Cobertura é inadequada em todas as vacinas para menores de 1 ano, diz equipe de Lula

Publicado em

O senador Humberto Costa (PT-PE), integrante do núcleo de Saúde na equipe de transição de governo, afirmou nesta sexta-feira (25) que o grupo chegou à conclusão de que o Brasil vive uma “possível nova onda” de Covid, acrescentando que a vacinação está “muito aquém” do esperado.

De acordo com os dados mais atualizados do consórcio de veículos de imprensa, com base em dados das secretarias estaduais de Saúde, 84,72% da população tomou a primeira dose da vacina; 80,08% tomaram a segunda dose; e 49,4% tomaram a dose de reforço.

Ainda segundo o consórcio, o Brasil soma 689.396 mortes por Covid desde o início da pandemia (71 óbitos nas últimas 24 horas). A média móvel de mortes está em 73 (alta de 59%), e a média móvel de casos, em 19 mil (alta de 133%).

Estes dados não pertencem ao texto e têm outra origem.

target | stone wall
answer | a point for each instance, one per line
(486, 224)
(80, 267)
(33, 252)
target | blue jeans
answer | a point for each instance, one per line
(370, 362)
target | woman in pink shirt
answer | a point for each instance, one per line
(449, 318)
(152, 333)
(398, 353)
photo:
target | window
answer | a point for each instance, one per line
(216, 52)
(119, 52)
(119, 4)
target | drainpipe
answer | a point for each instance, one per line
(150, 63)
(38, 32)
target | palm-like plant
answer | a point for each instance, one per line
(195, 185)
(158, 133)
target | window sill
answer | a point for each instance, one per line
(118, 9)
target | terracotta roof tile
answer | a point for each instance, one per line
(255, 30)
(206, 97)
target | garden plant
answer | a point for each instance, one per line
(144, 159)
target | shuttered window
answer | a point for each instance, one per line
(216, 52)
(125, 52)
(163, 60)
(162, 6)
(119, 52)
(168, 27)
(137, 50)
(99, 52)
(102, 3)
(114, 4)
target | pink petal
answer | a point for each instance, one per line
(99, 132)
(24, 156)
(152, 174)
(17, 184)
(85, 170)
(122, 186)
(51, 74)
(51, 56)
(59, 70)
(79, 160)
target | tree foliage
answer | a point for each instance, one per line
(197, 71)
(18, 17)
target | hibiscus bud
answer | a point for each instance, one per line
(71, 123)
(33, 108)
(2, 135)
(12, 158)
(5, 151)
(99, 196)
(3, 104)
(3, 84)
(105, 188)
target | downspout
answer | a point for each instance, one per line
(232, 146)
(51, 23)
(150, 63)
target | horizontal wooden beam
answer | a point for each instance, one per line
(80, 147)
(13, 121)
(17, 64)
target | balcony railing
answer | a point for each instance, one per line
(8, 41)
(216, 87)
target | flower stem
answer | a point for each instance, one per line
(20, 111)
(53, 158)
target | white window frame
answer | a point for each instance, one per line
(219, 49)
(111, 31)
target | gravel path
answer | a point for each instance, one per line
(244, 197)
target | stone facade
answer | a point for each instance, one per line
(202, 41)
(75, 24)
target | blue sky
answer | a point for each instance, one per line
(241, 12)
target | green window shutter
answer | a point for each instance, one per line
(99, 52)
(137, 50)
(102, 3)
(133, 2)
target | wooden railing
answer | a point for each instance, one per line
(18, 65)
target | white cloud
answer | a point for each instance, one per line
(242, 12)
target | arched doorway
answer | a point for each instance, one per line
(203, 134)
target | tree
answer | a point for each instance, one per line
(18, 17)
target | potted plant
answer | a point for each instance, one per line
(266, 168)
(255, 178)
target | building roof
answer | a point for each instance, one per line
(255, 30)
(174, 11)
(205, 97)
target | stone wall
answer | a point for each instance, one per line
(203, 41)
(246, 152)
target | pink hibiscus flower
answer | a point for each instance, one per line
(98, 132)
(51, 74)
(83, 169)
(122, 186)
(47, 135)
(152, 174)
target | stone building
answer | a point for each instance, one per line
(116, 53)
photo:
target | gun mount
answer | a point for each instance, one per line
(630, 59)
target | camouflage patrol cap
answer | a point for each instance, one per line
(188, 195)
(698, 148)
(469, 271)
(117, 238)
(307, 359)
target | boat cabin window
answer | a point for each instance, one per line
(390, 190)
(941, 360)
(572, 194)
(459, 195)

“A pandemia não acabou. E nós estamos vivenciando, na nossa avaliação e na avaliação de alguns cientistas que estão fazendo estudos epidemiológicos, o início de uma possível nova onda. Estamos perto de 690 mil mortes”, afirmou Humberto Costa nesta sexta.

“E uma preocupação que nós temos é com a vacinação. A vacinação está muito aquém daquilo que seria desejado para todas as faixas etárias”, acrescentou.

Humberto Costa deu as declarações durante uma entrevista coletiva no Centro Cultural Banco do Brasil (CCBB) em Brasília, onde atua a equipe de transição. Os ex-ministros Aloizio MercadanteArthur Chioro e José Gomes Temporão também participaram da entrevista.

Para Humberto Costa, é necessário que o governo federal reforce a vacinação contra a Covid em todas as faixas etárias.

O senador já disse que a área da Saúde precisa de R$ 22 bilhões a mais no ano que vem em comparação ao que foi previsto pelo governo Jair Bolsonaro.

Cobertura ‘inadequada’ de vacinas

Também presente à entrevista coletiva desta sexta-feira em Brasília, o ex-ministro da Saúde Arthur Chioro afirmou que todas as vacinas obrigatórias para crianças com menos de um ano estão com “cobertura inadequada”.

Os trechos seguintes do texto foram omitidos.